| |
| |
| |
Verzen
door
Hélène Swarth.
I.
Stormnacht.
Tokkelt de regen zoo tegen de ruiten?
Klopt er een vogel, door kaarsvlam verblind?
Hoor in den schoorsteen de stormwind ik fluiten?
Kermt, in de verte, een verlaten kind?
Is 't wel de regen, die klopt aan de ruiten?
Is 't wel een vogel, die 't nest niet meer vindt?
Is het de wind wel, die weeklaagt daarbuiten?
Is 't wel gekerm van een angstig kind?
Stil! die geluiden, ik wil ze niet hooren.
Veilig nu schuil ik in peluw en dek -
Ruischt nu de zang van mijn bloed mij in de ooren?
Hoor ik nu kloppen in 't eigen vertrek?
Hoorde ik dien stormwind dan nimmer tevoren?
Hart, laat mij luisteren, bons niet zoo bang!
Diep in den nacht wordt de Lente geboren -
Is het haar adem, die beeft op mijn wang?
| |
| |
Is het de Lente, die rukte aan de ruiten,
Vond ze gesloten en vloog door een kier?
Is het een ziel, die moet zwerven daarbuiten?
Vond je in het donker den weg niet? - Kom hier!
Ziel, die mij liefde, ben jij 't? Geef me een teeken!
Zwervende vogel, die rust in mijn hand,
Ben je om vertroosting hier nedergestreken?

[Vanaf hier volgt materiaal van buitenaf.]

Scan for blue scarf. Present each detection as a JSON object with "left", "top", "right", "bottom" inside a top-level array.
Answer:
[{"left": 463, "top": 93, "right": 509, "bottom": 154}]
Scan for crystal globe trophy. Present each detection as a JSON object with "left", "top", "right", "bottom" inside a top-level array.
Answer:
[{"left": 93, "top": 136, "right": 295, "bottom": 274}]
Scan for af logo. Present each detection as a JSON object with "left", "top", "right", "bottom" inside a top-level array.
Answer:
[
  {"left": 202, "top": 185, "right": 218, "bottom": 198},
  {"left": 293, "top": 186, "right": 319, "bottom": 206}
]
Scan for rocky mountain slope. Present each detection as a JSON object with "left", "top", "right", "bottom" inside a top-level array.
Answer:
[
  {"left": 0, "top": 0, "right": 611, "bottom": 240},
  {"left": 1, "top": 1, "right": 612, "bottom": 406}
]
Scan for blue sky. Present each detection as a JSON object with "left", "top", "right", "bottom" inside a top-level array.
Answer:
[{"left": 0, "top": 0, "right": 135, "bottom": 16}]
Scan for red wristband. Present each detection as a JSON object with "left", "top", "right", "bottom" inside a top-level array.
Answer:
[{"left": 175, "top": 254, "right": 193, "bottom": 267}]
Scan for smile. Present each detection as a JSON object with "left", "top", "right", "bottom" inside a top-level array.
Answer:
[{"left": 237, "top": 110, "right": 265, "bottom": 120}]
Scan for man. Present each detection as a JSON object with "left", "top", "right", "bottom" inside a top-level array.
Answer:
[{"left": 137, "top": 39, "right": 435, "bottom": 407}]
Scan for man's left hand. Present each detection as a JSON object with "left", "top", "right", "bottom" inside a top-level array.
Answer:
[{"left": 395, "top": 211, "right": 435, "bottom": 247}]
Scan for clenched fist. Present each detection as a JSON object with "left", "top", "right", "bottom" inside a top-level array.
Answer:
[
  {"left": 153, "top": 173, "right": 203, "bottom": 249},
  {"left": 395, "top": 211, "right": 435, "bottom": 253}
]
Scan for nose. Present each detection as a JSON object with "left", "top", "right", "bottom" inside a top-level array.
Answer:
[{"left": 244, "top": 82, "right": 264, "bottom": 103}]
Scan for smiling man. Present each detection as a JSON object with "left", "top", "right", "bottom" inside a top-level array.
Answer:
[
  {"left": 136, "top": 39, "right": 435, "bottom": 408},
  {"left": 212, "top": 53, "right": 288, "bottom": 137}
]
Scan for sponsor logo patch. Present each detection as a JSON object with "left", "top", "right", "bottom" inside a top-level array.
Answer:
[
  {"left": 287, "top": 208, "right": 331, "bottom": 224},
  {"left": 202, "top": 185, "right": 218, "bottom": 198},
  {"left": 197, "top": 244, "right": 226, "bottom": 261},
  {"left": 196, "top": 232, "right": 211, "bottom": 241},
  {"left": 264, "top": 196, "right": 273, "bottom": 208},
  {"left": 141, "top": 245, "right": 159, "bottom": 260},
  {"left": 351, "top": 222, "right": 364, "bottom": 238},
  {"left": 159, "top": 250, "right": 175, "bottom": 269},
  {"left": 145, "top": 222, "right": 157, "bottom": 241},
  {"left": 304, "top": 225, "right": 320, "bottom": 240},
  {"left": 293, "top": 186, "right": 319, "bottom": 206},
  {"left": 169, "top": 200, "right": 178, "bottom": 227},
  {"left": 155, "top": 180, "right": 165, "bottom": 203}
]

Vond je geen vrede in het Eeuwige Land?
| |
II.
Koel als de wind.
Koel als de wind van een vogelewiekslag,
Zacht als een bloemblad, zoo donzen en licht,
Zweefde er een zegen, waar droef ik en ziek lag,
Streelde er een adem mijn aangezicht,
Streek als een vlinder mij over de slapen,
Wuifde om mijn oogen en drukte ze dicht,
Kalmde mijn hartklop en dwong mij te slapen,
Troostte mijn ziel met een droomgezicht.
'k Vond er, weer jong, onder bloeiende boomen,
Vrienden verloren, zoo lief mij weleer,
Voelde hun liefde mij sterkend doorstroomen,
Zweefde zoo licht als een vogeleveêr.
Droomde ik éen oogwenk? Verbleef ik daar uren?
Trok mij omlaag weer de zilveren band?
Moet ik weer eenzaam dit lijden verduren?
Stortte ik op aarde uit dat hemelsche land?
| |
| |
| |
III.
Troost.
Wie troosten nog Nayaden en Dryaden,
In manedamp bezielend stroom en boom
En Muzen blank, bezingend heldendaden
En Nymfen, dansend aan den woudezoom?
Wie, levensmoe, verlaten en verraden,
Kan blij nog spelen met een schoonen droom?
Mij troost geen God, die suizelt in de boomen,
Met wolken fronst, met zonneglanzen lacht,
In sterren praalt en weent in regenstroomen,
Bespeelt de windharp, ruischt in golvenklacht,
Met vooglen zingt en ademt in aromen
Van blad en bloemen, in den blauwen nacht.
Ik roep om redding, waar ik lig gebonden,
In wanhoops afgrond en ik wacht op Hem,
D'erbarmen-God, tot Hij mij heeft gevonden,
Al slonk tot zucht mijn stervend-zwakke stem,
Dat uit mijn duister van ellende en zonden
Zijn vaderhand mij óplichte en omklemm'.